ヒロバトガリエダシャク? 成虫 Planociampa antipala Prout, 1930

少し前の3月後半に近隣で見かけた蛾の一種である。

大きさは、前翅長18ミリぐらいだったであろうか。

とにかく、腹部側の胸の辺りのフサフサ感が目立つ蛾である。あとは、前脚が長いのも気になる。

そして、まだ春本番とは言えない寒い日も多い、この季節に現れる蛾としたら、上の写真の種は、ヒロバトガリエダシャクなのではないだろうか。触角が見えていないので、上の写真の個体が、雄(櫛ヒゲ状の触角)なのか、雌(糸状の触角)なのかは、判断しかねる。

別の角度からの写真を、以下にもう一枚。

さて、このヒロバトガリエダシャクと思われる蛾であるが、3年前の同時期にも、雄と思しき個体の投稿をしていることを確認した。

幼虫の食草は、ブナ科のクヌギを筆頭に、結構、科を跨いで広汎に及んでいる。

生息範囲の方は、国内は、本州以南……対馬含む九州まで。海外の生息分布は、朝鮮半島を経て、ロシア沿海州南部までいる模様。

ちなみに,少し似た容貌の種で、ホソバトガリエダシャクという種も存在し,私も昨年の3月10日にそれと思う種の投稿をしている。そして、このホソバトガリエダシャクの生息範囲も、今回投稿したヒロバトガリエダシャクと被り気味なのだが、両種の間にどのような進化の関係性があるのかや、どうして同所に混生しているのか等、興味は絶えない。

ウスフタスジシロエダシャク Lomographa subspersata (Wehrli, 1939). 2nd

昨晩、我家の外灯下に来ていた蛾の一つである。

大きさは前翅長13ミリぐらいだった。

翅を閉じて止まっていたために,特徴を掴みにくかったが、少し開いた翅の間からは、翅表に黒い微粒の点が無数にあるのと、ハッキリとした小点が二つあるのは見てとれた。

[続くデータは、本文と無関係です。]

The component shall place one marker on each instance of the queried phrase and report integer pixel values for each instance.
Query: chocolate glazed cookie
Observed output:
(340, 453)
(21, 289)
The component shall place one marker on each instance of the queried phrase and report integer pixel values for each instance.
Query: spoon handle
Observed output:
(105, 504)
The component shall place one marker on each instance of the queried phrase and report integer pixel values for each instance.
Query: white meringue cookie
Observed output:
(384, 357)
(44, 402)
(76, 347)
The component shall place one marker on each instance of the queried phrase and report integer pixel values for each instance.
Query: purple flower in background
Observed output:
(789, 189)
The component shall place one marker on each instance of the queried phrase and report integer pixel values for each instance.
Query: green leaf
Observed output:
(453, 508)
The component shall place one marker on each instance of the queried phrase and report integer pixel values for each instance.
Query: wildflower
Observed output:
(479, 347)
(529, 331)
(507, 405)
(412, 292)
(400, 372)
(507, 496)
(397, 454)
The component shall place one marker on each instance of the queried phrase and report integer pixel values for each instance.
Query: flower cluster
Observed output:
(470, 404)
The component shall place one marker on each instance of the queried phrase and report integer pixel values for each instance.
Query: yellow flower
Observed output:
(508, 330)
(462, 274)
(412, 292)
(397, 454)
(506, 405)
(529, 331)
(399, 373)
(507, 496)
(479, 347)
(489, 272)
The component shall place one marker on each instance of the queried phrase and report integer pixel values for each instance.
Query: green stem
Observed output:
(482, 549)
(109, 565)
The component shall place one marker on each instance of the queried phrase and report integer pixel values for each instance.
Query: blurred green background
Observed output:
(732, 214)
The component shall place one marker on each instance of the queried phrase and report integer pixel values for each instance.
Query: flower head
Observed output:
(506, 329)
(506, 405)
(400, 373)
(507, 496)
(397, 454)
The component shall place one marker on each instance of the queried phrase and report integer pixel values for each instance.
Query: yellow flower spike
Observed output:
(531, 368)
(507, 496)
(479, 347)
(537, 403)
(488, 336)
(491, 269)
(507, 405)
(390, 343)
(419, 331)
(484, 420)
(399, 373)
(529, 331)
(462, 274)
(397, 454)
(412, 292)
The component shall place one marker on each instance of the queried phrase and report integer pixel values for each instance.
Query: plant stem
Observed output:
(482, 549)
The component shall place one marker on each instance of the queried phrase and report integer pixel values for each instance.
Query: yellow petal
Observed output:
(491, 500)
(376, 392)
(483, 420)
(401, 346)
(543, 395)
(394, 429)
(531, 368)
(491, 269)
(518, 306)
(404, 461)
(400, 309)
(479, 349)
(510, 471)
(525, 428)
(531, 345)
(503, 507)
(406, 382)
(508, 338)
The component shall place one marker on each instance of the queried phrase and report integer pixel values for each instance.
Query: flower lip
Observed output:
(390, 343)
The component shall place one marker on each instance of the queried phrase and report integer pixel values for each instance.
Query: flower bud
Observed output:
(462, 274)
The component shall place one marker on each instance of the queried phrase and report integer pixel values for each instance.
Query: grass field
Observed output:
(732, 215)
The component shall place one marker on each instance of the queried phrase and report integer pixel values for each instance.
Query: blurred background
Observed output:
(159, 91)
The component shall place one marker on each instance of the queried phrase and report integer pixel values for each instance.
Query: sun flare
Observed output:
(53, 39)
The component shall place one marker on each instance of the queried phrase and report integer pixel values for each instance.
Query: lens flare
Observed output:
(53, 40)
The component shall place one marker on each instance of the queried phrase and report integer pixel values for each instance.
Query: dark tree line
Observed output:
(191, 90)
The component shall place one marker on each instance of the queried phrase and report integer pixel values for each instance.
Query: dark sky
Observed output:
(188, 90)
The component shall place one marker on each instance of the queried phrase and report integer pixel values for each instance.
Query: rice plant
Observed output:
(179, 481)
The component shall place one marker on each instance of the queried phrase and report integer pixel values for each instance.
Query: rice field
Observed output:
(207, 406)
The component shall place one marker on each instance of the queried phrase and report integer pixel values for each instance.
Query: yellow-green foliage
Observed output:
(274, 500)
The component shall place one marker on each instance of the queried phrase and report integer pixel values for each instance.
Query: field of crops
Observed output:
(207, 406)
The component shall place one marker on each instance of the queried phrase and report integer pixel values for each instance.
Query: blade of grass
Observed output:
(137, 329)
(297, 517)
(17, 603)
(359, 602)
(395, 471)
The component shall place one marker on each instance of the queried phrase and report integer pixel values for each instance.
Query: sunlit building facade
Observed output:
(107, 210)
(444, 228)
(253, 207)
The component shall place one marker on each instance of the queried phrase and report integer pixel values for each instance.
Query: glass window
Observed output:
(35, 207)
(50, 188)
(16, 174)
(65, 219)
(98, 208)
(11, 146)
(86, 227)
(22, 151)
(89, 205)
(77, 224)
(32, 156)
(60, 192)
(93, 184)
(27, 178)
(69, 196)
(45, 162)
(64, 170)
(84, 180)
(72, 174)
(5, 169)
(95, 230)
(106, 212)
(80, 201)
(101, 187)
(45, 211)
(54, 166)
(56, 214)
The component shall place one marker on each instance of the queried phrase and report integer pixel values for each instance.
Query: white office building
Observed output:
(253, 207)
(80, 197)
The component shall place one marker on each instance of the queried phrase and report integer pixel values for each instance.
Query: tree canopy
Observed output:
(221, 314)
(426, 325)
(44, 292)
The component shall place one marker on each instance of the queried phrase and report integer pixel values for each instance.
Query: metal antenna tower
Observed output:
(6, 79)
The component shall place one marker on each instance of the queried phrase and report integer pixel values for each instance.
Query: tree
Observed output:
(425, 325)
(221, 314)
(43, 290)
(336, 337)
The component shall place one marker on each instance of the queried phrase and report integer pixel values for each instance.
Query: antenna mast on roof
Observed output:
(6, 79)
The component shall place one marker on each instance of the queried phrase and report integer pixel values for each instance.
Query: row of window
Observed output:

ただ、あまりに顔を近付けて観察していた事に危険を感じたのか、飛び去ってしまったのだが、飛び去った先では、運の良いことに、翅を広げて止まってくれた。

以下がその写真である。

さて、何という蛾であろうかと調べ始めたが、この白地に灰黒色の微粒な無数の点があることと,小点がハッキリと二つ見えるのは、本種の大きな特徴と感じた。また、翅を閉じて止まっていたのも,手掛かりになるなとは感じていた。

サイズ的にはヒメシャクの仲間もあるし,翅を閉じて止まっているのは、アオシャクの仲間も視野に入れたいと思ったが、今回はなんとなくエダシャクの中に,こんな蛾がいたよなという朧げな記憶が浮かんできたのであった。

結果は、エダシャク亜科のウスフタスジシロエダシャクという種であろうと結論付けた。オオフタスジシロエダシャクという近似種もいるらしいが、サイズ感や亜外縁線の雰囲気から、ウスフタスジシロエダシャクの方ではと思った。ウスフタスジシロエダシャクの特徴として、上翅前縁が黄色ぽく見えるところをあげている方達もいたが、確かに1枚目の写真で翅裏を見ると上翅前縁の方が茶黄色になっているのが見てとれる。

ちなみに,昨年の4月24日に,このウスフタスジシロエダシャクの投稿をしていることを確認しているが、その時の写真では、特徴の細部までは確認出来ていいないと思うので、今回2度目の投稿をしてみた次第である。

さて、このウスフタスジシロエダシャクの幼虫の食草は、バラ科の植物ということである。

生息分布の方は、一年前の投稿をコピー&ペーストすると,国内は、北海道から九州まで。一方のオオウスフタスジシロエダシャクの方は、関東以西……沖縄までいるようであり,南方系なのが分かる。海外の生息分布は、朝鮮半島、ロシア沿海州、そして、おそらくサハリンにもいると思われる

ウスクモエダシャク 雄 Menophra senilis (Butler, 1878)

随分と日にちが経ってしまったが、7月の半ばに近隣で見かけたエダシャクである。

調べてみたところ,未投稿の種と分かった。

大きさは、正直思い出せないのだが、おそらく前翅長20ミリ内外だったのではと思う。

種名は、ウスクモエダシャク。

本種と紛らわしい種にリンゴツノエダシャクなんかも居るみたいだが、リンゴツノエダシャクの前翅は、もっと細く尖り気味のようである。

幼虫の食草は、ブナ科からタデ科のイタドリまで、広範に食せるようである。

生息分布の方は、国内は、北海道から奄美大島辺りまで生息しているようである。伊豆諸島にも生息しているらしい。海外の生息分布は、朝鮮半島からロシア沿海州南部まで生息している模様。